Omni Hotels & Resorts says that in 2007, also, it was among the first hotel brands to launch online check-in, which is available on the company’s mobile website and in mobile applications available for Apple and Blackberry phones.
The company says that in 2003 it became the first hotel brand in the US to offer complimentary Wi-Fi access in guest rooms and public spaces to loyalty program members, and survey results indicated that free hotel Wi-Fi helps business travelers keep up with life and work.
When asked what hotel Wi-Fi is used for at night other than work, 61 per cent of business travelers said they randomly surf the web, while others use the time to catch up with life outside of work. Also in the survey, 49 per cent of business travelers pay bills online and 34 per cent Skype or chat with their family at home.

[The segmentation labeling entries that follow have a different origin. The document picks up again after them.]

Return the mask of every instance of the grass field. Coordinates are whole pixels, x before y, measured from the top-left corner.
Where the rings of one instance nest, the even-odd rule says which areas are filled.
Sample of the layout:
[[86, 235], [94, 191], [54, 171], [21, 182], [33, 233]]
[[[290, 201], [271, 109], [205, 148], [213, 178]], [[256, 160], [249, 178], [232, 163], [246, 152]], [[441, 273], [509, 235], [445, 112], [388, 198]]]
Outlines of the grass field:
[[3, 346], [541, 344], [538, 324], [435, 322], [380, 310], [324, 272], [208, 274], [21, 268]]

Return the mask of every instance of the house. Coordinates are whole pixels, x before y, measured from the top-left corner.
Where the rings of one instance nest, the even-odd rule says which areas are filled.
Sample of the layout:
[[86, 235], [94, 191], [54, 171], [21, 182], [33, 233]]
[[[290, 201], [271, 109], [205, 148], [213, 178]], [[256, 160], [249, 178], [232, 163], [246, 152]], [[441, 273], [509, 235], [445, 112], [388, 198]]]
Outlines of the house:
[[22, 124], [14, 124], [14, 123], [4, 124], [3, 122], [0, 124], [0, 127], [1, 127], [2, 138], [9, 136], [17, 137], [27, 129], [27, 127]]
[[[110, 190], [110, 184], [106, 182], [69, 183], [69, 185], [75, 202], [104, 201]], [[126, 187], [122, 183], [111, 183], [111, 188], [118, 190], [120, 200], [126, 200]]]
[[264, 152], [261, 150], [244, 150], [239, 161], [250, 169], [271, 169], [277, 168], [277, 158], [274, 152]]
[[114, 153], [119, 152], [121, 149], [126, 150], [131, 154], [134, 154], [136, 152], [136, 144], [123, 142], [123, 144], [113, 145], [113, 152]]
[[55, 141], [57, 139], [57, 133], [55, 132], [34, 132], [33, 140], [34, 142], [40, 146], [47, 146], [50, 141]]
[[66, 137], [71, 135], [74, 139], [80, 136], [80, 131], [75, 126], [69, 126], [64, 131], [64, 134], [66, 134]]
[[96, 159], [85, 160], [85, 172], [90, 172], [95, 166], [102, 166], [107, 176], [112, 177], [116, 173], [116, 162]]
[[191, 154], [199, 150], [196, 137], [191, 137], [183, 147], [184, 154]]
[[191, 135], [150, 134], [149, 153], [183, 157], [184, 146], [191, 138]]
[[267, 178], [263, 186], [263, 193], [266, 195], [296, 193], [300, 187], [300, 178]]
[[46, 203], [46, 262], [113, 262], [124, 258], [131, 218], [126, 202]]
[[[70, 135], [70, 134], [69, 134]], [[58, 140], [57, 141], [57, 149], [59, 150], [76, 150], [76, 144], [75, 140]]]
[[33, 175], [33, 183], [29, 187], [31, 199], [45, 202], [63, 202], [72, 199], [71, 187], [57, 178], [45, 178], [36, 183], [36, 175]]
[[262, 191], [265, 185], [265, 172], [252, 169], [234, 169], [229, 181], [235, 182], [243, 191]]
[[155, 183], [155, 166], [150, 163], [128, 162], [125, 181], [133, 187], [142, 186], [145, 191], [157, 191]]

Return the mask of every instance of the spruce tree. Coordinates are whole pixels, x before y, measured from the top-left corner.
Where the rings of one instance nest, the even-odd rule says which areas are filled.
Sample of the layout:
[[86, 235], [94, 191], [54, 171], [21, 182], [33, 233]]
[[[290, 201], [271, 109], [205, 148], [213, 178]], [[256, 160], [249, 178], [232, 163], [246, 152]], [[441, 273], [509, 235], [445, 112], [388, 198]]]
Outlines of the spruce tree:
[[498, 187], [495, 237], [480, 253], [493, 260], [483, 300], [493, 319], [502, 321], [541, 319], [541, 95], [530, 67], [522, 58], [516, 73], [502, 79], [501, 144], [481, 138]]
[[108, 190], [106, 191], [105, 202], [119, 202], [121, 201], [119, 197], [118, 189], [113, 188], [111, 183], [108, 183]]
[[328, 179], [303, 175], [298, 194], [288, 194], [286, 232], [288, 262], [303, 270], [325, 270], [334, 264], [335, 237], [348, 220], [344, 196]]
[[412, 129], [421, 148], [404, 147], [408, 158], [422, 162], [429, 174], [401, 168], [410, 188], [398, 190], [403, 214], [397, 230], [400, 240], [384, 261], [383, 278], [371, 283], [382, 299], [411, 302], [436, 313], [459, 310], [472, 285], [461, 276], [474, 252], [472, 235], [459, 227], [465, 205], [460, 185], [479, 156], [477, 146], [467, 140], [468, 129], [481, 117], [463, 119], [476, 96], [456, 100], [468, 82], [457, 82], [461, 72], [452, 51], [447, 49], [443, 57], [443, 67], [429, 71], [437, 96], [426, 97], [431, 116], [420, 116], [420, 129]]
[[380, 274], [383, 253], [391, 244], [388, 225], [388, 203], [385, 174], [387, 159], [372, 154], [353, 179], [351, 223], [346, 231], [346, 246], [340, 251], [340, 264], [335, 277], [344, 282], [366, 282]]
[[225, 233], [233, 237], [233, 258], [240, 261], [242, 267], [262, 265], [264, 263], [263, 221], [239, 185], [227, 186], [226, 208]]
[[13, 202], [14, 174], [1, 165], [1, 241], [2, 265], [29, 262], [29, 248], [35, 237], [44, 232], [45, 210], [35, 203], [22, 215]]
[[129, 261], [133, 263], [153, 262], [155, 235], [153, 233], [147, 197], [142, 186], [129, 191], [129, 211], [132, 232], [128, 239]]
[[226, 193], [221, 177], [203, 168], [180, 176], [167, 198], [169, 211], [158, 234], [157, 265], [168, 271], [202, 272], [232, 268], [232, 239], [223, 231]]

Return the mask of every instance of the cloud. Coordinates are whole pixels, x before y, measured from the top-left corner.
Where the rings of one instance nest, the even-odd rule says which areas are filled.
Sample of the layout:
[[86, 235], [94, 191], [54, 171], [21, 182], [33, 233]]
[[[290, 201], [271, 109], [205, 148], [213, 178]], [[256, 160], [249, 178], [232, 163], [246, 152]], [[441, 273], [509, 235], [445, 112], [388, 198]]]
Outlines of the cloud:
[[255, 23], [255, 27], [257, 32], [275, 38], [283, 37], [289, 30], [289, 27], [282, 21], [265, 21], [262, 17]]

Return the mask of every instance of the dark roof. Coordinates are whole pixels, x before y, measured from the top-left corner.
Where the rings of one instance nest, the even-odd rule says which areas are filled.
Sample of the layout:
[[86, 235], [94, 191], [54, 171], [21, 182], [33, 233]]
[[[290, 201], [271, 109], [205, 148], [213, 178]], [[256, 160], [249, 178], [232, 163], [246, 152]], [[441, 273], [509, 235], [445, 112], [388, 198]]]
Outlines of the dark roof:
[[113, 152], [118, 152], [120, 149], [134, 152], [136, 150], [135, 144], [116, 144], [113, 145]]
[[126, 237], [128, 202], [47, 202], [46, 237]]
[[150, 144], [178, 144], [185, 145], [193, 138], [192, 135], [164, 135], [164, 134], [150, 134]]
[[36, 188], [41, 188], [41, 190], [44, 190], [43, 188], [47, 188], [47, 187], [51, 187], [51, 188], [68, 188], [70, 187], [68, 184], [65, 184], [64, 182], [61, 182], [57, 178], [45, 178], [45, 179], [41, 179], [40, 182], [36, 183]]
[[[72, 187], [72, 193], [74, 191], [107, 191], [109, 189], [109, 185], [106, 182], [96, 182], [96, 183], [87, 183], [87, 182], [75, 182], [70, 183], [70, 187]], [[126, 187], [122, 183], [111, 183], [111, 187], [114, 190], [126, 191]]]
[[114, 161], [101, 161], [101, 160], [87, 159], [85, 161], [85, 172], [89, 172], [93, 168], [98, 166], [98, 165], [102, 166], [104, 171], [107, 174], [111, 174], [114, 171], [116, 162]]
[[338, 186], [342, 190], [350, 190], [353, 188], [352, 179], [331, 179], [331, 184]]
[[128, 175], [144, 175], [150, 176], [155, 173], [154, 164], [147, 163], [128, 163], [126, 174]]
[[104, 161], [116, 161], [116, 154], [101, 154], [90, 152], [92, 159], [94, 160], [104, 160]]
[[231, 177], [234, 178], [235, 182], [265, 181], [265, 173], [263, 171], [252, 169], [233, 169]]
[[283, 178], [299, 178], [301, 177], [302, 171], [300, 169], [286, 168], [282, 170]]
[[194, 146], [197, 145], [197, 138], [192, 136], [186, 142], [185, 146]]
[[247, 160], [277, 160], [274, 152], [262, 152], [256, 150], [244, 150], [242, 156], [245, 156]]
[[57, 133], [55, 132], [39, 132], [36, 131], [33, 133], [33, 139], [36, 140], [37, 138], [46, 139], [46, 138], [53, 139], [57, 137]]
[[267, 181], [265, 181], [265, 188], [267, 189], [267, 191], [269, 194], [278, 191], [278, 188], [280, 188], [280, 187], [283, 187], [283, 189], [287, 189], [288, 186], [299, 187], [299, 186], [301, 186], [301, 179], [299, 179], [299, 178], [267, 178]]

Some 40 per cent of business travelers check Facebook or other social networking websites on hotel Wi-Fi and 34 per cent of travelers say they update their Facebook status to “let everyone know they are a road warrior”.
Just over half – 55 per cent – of the business travelers surveyed said they never tweet while on a business trip, and only 11 per cent said they tweet often. Among those who said they would tweet during a hotel stay, positive experiences, such as free room upgrades (70 per cent) and free Wi-Fi (62 per cent) were more likely to result in a tweet than negative ones. The survey found an overbooked hotel to be the one negative that would likely make guests tweet.
A total of 200 business travelers completed the online survey, which was conducted from March 29 to March 31, 2010 by KRC Research. To qualify, business travelers had to be at least 22 years old, travel overnight for business purposes at least six times a year, spend approximately $150 or more per night on a hotel room, not including taxes, and carry and/or use a personal communication device (PDA, Blackberry, iPhone, Google Android smartphone or other device) while traveling on business.